Okay, so this week was probably not the best week to start a blog, with Christmas coming and all. But I have had a lot of extra kapha lately (which translates to inertia for me), and I got really excited about this project. So, I decided to jump on it while I was excited rather than risk the possibility of it not coming to fruition due to inertia.
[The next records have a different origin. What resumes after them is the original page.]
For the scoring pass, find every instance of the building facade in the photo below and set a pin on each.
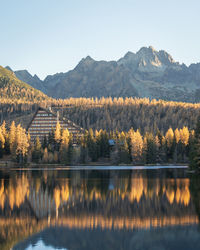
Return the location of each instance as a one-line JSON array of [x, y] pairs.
[[44, 120]]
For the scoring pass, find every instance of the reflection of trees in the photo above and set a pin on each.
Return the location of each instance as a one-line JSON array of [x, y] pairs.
[[79, 189], [91, 200], [195, 192]]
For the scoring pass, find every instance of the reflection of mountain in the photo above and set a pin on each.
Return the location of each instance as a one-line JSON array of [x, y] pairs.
[[76, 239], [89, 200]]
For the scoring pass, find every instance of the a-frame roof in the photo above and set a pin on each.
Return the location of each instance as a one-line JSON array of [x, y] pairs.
[[65, 120]]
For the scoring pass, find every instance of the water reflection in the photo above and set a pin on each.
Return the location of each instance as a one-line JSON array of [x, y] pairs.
[[112, 201]]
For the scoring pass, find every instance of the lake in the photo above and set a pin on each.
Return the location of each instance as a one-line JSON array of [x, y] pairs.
[[99, 208]]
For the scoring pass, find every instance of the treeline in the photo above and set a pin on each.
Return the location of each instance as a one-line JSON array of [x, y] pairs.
[[110, 114], [98, 146]]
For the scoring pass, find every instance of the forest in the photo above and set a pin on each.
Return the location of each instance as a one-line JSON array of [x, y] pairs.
[[102, 147], [109, 114]]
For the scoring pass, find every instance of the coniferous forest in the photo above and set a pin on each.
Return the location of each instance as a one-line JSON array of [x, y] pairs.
[[131, 147], [117, 131]]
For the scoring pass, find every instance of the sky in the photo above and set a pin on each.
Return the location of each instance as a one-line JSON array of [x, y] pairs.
[[50, 36]]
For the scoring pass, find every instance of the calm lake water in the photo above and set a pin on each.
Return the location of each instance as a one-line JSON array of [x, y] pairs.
[[99, 209]]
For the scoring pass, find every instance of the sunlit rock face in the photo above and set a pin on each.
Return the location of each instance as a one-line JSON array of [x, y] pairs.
[[146, 73]]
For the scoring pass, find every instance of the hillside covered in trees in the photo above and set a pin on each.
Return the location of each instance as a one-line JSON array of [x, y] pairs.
[[12, 89], [110, 114]]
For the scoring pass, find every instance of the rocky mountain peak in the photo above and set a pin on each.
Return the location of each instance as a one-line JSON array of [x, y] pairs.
[[9, 68]]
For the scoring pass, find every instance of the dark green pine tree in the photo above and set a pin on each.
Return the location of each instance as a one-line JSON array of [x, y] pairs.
[[195, 147], [151, 149], [91, 145], [37, 151]]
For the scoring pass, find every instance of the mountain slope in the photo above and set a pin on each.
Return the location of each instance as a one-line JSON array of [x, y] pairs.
[[147, 73], [13, 88]]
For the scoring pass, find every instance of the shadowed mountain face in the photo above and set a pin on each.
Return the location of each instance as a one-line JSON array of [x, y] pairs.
[[147, 73]]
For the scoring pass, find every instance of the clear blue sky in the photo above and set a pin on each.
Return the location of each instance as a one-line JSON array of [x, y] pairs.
[[49, 36]]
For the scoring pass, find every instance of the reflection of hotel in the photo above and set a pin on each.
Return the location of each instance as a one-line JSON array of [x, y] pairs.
[[135, 206], [45, 120]]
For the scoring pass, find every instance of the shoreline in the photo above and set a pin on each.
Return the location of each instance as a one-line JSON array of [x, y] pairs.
[[34, 166]]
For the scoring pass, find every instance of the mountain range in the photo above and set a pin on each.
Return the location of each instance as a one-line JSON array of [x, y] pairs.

For those of you that are following my blog (thanks again to the three of you!) that may not be aware of what Ayurveda is, this is my favorite dosha quiz and a good site for general information on the basics of Ayurveda. It's my favorite because the quiz gives your dosha results in terms of mind and body. Instead of just giving you one dominant dosha for your body and mind, it breaks the results down into 2 columns and then lists the doshas in order of dominance. Last time I took it, I was shocked to realize that I had a Vata body (not the shocking part) and a Pitta mind. That's the first time I've ever had a Pitta anything, but that explains why I've been angry a lot lately.
Anyway, I decided to start small since Christmas is coming up and also that's what the Ayurveda Cooking for Self Healing Book suggests anyway. I decided to start our Monday morning off with a little Cream of Buckwheat - Ayurveda style. I decided to do a slight variation on the "Creamed Wheat Porridge." The recipe calls for Cream of Wheat, but I decided to try Cream of Buckwheat instead. As Greg said, "Otay!"
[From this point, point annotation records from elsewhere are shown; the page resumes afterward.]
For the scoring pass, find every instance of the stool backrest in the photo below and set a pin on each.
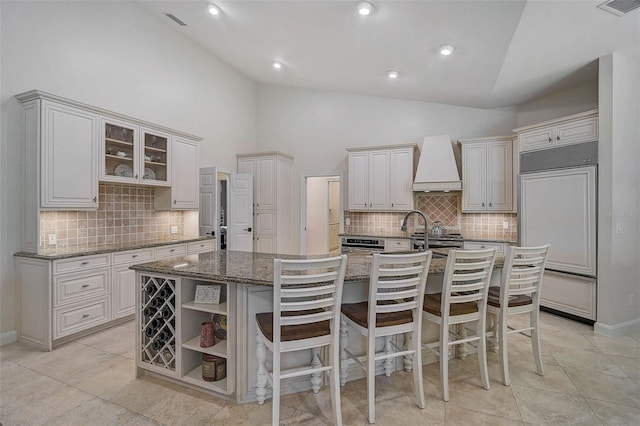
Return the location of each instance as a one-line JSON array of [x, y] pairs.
[[308, 291], [467, 277]]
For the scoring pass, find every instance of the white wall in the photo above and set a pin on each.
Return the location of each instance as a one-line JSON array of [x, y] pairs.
[[583, 97], [618, 191], [116, 56], [316, 126]]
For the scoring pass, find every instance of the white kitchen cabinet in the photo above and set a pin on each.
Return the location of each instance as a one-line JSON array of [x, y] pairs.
[[184, 191], [381, 179], [133, 154], [272, 200], [487, 175], [572, 129], [64, 139]]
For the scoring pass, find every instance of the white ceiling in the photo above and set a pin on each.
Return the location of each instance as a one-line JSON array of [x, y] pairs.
[[507, 51]]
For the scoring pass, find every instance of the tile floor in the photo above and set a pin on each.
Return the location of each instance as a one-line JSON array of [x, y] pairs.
[[589, 379]]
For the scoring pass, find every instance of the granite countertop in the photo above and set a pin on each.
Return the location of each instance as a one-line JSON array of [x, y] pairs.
[[75, 251], [257, 268], [408, 235]]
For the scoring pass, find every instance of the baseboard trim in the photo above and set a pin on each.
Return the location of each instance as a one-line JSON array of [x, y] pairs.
[[617, 329], [8, 337]]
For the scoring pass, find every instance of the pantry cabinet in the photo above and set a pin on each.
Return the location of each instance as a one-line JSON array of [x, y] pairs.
[[572, 129], [487, 174], [272, 200], [381, 179]]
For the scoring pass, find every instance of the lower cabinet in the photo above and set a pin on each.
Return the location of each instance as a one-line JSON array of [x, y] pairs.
[[169, 328], [63, 299]]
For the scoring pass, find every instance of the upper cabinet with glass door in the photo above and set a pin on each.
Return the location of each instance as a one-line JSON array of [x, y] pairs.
[[134, 155]]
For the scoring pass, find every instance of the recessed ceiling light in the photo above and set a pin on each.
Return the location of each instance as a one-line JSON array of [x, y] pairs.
[[214, 10], [365, 7], [446, 49]]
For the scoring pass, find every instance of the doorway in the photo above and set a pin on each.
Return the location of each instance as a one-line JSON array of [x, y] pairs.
[[322, 213]]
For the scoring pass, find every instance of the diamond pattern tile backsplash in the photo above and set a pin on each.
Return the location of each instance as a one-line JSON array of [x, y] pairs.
[[125, 214], [443, 207]]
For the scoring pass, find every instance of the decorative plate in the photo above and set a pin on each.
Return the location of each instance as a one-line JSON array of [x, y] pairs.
[[123, 170], [149, 174]]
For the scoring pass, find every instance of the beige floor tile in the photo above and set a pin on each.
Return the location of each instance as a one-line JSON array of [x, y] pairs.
[[470, 394], [98, 412], [137, 395], [539, 406], [614, 414], [45, 401], [110, 373], [455, 416], [594, 361], [620, 345], [603, 387], [631, 366]]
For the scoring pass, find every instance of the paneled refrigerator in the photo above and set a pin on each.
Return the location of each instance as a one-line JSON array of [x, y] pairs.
[[558, 205]]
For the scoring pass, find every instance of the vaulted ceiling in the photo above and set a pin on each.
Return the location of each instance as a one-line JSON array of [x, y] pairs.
[[506, 52]]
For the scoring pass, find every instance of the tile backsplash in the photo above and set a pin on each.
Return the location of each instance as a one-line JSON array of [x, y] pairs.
[[443, 207], [125, 214]]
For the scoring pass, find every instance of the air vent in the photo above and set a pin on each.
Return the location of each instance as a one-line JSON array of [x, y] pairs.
[[620, 7], [175, 19]]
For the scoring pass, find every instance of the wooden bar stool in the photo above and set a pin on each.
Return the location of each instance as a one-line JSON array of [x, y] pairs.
[[396, 288], [519, 293], [306, 298], [463, 300]]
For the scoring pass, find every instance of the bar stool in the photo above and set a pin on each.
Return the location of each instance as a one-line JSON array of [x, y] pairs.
[[463, 300], [396, 289], [519, 293], [306, 298]]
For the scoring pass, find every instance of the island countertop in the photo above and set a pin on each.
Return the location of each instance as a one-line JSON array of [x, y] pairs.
[[257, 268]]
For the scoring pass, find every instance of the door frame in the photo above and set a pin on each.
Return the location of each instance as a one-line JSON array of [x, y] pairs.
[[303, 203]]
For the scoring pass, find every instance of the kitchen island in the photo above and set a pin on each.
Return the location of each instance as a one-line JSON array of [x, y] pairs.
[[169, 320]]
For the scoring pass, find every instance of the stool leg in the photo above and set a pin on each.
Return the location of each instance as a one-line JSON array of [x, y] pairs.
[[408, 359], [344, 359], [316, 378], [535, 341], [261, 382], [388, 362]]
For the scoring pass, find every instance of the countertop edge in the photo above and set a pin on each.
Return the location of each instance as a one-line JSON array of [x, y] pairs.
[[88, 251]]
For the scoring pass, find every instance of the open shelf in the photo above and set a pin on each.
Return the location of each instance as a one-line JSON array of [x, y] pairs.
[[207, 307], [195, 377], [219, 349]]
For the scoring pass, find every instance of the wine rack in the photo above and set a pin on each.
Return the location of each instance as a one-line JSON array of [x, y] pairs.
[[158, 322]]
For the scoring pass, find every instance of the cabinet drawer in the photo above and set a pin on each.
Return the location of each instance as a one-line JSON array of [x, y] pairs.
[[397, 244], [481, 245], [80, 316], [201, 246], [170, 251], [80, 285], [132, 256], [81, 263]]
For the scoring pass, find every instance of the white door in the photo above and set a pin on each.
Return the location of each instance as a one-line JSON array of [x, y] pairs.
[[240, 218], [208, 201], [558, 207]]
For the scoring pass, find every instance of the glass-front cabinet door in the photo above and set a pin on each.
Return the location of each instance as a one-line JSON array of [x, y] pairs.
[[120, 152], [156, 155]]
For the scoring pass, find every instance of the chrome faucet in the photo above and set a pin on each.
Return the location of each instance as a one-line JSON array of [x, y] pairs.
[[403, 228]]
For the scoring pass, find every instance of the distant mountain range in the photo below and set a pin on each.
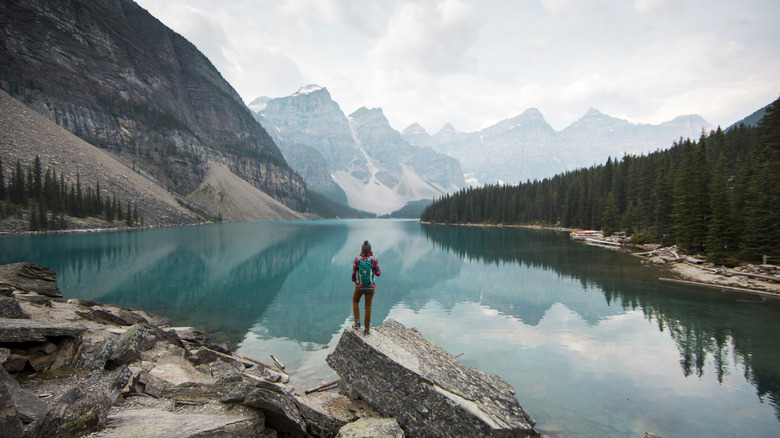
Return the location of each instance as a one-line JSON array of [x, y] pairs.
[[113, 75], [363, 161], [357, 160], [526, 147]]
Buckwheat is a bit of a misnomer, as it's not actually wheat. It is actually a fruit seed that is related to rhubarb and sorrel, and not a grain. So, people that are sensitive to gluten or need a gluten free diet can tolerate this well. While A.J.'s eczema is pretty much cleared up, I always keep in the back of my mind that gluten is one of the possible agents that exacerbate eczema. So, I try to vary our diet a lot so that there isn't a lot of gluten. Moderation is the key in many things in life.
Creamed Buckwheat Porridge:
1/4 c. ghee
1/2 c. cream of buckwheat
2 cups water
1/4 tsp. ground cardamom
Heat a pot on a medium heat and add the ghee. Next add the creamed buckwheat, stirring it constantly until lightly brown and fragrant. Pour in the water and stir vigorously until lumps are dissolved and the porridge is soft. Add the cardamom. Turn the heat to simmer and cover until ready to serve. Serve with milk and sweetener, if desired.
I also made the breakfast tea that is good for all dosha types. I have had this before though, since it was in Yoga Journal a few months ago. I love it! The fresh ginger is a bit of a pain to grate every morning though. I'm going to experiment with some ground ginger to see what that affect is. It didn't come out that great this morning, because as I was waiting for the water to boil, A.J. came over and said, "Up! I see. I see." So, I picked him up, so he could watch me cook, and realized very quickly he had a poopie diaper. I decided that I had better rush the tea making and turned the burner up to the highest possible setting. It quickly came to a boil, and I added the spices, and then it quickly boiled over! That's how cooking usually goes in this house!
Breakfast tea:
1/2 tsp fresh ginger, grated (I use my zester)
1/2 tsp. cinnamon
1 generous pinch of cardamom
1 cup water
Boil the water and add the spices. Cover, turn off the heat and allow to sit for a few minutes before serving.
The Bottom Line: The tea was fine, although not quite like I remembered and A.J. didn't get any diaper rash.
The Cream of buckwheat had a bit too much ghee in it for my taste. My mouth felt oily afterward. Aidan ate it okay. I didn't add the milk that the recipe suggested, and added agave nectar as a sweetener.
I'm not sure this followed the ayurvedic principles, since buckwheat is actually a fruit. One of the main principles is that you should always eat fruit alone, since "many fruits create a sour and indigestible 'wine' in the stomach when mixed with other foods." I don't think that was the case with the buckwheat, but I am definitely no expert.